Newsom has declined to follow the specific language of last November’s voter-approved ballot measure Proposition I, a nonbinding policy statement saying the mayor should appear monthly before the Board of Supervisors at a regularly scheduled meeting to discuss policy. The "question time" proposal was based on the rollicking British House of Commons practice with the prime minister.
Instead, New-som has proposed "policy town hall meetings," with the first one scheduled in the Richmond district Jan. 13, and has invited the Board of Supervisors to attend. Newsom has said "question time" at City Hall would turn into "political theater."
The town hall meetings were greeted with opposition from supervisors who say Newsom’s proposal contradicts the will of the voters. Fifty-six percent of voters backed Prop. I on the Nov. 7 ballot.

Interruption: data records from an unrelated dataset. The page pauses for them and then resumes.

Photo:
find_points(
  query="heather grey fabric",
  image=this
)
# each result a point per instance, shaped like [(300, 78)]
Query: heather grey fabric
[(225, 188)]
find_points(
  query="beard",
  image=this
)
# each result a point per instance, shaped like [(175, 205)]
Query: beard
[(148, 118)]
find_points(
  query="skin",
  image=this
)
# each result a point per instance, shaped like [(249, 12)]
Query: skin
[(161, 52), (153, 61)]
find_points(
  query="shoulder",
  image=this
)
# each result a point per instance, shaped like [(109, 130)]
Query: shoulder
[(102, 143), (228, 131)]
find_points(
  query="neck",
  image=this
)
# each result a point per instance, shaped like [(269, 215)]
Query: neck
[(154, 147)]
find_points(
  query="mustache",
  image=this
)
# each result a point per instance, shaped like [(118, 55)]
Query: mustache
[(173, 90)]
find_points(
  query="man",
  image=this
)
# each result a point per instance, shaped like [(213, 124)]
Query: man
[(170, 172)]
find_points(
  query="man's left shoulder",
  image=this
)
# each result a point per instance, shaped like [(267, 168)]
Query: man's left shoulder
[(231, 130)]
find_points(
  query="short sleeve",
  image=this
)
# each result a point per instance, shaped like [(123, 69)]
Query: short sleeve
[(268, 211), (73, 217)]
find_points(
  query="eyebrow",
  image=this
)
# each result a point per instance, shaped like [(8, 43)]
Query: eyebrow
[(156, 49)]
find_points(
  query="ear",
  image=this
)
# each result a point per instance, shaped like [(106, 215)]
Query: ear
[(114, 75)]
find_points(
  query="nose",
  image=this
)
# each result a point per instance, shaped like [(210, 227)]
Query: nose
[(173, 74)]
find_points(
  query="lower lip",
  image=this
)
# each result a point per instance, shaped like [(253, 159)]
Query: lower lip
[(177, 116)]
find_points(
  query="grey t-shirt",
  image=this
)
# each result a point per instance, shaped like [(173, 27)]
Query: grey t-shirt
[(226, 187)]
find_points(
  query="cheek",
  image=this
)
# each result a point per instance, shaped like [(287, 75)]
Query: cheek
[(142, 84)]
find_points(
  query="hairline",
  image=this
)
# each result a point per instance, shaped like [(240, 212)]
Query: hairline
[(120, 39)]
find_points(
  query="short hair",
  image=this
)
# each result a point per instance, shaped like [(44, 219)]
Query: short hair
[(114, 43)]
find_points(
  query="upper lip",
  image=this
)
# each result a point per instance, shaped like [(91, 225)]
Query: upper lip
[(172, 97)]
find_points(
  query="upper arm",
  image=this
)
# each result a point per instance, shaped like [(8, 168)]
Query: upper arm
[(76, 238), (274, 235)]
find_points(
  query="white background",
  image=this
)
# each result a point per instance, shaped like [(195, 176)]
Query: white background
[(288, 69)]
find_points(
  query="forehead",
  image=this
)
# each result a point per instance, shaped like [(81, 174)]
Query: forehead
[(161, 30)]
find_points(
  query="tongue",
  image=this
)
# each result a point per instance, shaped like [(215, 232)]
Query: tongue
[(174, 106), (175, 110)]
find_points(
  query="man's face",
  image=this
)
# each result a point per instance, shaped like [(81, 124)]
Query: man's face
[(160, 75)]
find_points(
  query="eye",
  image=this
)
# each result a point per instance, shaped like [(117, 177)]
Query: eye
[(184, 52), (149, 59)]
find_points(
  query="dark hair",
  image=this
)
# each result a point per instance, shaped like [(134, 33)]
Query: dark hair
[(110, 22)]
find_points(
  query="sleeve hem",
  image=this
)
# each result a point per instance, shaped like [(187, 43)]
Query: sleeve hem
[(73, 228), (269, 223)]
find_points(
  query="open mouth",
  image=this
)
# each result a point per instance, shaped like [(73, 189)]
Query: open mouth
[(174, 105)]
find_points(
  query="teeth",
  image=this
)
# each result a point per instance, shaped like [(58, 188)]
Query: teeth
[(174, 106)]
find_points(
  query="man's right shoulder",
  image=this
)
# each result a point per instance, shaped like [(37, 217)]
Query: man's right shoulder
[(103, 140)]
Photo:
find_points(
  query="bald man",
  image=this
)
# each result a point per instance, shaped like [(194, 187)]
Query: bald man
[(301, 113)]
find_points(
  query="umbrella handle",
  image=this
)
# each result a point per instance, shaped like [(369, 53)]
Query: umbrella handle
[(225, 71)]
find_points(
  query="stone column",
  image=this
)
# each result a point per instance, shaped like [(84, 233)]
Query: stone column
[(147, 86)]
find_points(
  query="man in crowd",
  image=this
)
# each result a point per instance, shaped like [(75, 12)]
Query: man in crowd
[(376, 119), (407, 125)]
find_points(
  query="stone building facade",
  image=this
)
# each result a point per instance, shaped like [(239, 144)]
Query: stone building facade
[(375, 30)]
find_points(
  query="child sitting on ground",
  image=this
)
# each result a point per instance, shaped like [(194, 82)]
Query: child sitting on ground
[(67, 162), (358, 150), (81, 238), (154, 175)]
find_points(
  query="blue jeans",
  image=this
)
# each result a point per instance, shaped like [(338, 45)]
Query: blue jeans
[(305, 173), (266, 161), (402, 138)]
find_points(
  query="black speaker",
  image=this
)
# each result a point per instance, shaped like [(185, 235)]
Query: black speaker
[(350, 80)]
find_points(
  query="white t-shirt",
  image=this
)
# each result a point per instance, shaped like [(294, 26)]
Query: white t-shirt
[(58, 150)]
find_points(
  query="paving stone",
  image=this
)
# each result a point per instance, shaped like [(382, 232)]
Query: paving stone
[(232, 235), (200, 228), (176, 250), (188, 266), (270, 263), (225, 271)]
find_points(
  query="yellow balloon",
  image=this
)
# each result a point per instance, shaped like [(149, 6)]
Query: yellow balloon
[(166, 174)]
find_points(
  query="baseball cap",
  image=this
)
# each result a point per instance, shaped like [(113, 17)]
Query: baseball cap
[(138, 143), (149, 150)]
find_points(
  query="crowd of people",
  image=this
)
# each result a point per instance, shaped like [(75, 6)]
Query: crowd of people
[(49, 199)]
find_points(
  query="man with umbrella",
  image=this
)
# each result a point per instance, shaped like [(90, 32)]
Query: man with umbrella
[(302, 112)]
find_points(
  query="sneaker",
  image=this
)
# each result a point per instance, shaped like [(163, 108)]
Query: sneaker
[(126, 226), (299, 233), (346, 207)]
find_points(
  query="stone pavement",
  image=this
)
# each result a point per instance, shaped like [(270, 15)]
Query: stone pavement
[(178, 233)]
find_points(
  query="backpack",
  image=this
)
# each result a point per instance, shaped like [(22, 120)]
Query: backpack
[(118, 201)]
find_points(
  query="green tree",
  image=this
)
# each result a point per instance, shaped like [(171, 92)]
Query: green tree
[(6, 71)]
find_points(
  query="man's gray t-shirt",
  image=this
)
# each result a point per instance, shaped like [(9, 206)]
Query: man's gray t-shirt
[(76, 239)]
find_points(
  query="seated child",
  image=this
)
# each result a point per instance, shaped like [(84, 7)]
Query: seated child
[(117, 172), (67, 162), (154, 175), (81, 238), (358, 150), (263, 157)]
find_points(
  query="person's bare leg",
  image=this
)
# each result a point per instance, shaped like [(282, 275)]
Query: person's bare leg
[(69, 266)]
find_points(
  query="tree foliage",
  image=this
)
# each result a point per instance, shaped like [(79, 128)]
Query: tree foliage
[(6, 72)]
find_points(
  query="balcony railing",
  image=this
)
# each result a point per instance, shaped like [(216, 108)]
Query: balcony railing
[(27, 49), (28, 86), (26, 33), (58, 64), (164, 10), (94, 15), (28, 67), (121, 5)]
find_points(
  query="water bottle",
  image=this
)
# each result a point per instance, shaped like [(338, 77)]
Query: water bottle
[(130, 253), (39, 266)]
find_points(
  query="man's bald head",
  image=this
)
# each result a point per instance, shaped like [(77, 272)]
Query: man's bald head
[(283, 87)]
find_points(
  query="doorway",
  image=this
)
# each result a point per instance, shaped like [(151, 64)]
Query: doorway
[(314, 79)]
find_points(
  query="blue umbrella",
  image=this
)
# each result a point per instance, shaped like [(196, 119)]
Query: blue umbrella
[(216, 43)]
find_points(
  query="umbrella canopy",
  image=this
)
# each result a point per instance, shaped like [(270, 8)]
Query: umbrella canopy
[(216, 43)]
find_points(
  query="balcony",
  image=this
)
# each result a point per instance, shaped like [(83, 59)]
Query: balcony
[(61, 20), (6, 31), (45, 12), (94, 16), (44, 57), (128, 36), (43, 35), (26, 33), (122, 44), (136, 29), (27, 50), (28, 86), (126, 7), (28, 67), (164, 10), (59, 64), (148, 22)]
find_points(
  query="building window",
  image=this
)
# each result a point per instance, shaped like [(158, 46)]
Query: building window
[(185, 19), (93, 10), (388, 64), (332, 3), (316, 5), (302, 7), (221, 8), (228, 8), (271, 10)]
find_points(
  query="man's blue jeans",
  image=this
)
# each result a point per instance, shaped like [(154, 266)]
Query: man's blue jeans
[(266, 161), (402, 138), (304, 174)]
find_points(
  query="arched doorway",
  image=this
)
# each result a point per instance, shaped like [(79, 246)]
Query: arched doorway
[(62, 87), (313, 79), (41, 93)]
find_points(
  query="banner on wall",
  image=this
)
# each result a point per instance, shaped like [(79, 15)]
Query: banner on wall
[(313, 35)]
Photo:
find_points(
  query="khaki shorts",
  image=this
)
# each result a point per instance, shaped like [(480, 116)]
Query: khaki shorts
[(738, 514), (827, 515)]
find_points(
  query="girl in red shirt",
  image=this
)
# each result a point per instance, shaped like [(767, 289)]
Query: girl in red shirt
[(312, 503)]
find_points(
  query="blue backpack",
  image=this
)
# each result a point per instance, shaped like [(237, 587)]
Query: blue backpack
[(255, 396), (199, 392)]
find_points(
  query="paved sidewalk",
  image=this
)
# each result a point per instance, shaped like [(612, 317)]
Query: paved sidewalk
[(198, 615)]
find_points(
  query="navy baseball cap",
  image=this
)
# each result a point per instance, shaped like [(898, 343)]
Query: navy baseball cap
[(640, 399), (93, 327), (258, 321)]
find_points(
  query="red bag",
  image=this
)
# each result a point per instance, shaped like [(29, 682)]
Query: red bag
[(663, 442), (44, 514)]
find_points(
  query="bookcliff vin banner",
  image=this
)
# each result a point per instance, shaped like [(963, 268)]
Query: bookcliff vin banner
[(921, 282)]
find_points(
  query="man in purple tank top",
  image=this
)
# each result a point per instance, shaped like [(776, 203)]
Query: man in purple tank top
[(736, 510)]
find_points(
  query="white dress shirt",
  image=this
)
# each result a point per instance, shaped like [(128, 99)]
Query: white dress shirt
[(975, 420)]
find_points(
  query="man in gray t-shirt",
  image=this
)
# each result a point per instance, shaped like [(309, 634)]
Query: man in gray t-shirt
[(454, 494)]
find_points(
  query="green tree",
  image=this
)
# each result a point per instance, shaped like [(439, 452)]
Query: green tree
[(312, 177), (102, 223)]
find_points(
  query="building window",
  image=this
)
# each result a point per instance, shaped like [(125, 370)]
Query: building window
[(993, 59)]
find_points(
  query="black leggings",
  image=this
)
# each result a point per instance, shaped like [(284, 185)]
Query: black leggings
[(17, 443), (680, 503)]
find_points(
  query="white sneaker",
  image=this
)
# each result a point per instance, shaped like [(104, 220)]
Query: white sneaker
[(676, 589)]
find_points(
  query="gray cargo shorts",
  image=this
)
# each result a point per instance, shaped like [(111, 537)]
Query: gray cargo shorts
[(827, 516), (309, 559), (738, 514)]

Board of Supervisors President Aaron Peskin proposed the special off-site meeting to meet Newsom "halfway," but on Thursday he retracted the proposal, expressing frustration over what he called an inability to work out the details of the meeting with the Mayor’s Office. "I think [Newsom’s] behavior on this matter is frankly childish," Peskin said.
Newsom’s spokesman, Peter Ragone, said the Mayor’s Office was "disappointed" Peskin reversed his position onthe issue of "community involvement and public participation in the governmental process." He added, "We have and continue to be open to discussion with the board on this topic."
On Thursday, the Board of Supervisors Rules Committee sent to the full board a nonbinding board policy requesting Newsom attend a board meeting every third Tuesday of the month at City Hall to discuss policy. If approved by the full board Jan. 9, the "question time" with Newsom will go on the Jan. 23 agenda.
Peskin said that if Newsom does not attend, he will push for a charter amendment to go on the November ballot that, if approved, would legally require Newsom to attend the "question time." It takes six votes by the Board of Supervisors to place a charter amendment on the ballot.
On Thursday, Newsom declined to comment on Prop. I, saying "I have made my position clear" on the idea of coming before the Board of Supervisors. He later said, "If they want to come and engage the community in a real issue, I’m inviting them."
Supervisor Ross Mirkarimi said the town hall meetings should not supplant Prop. I. "I have seen his town halls. They are a little bit theater. They are very much scripted," Mirkarimi said.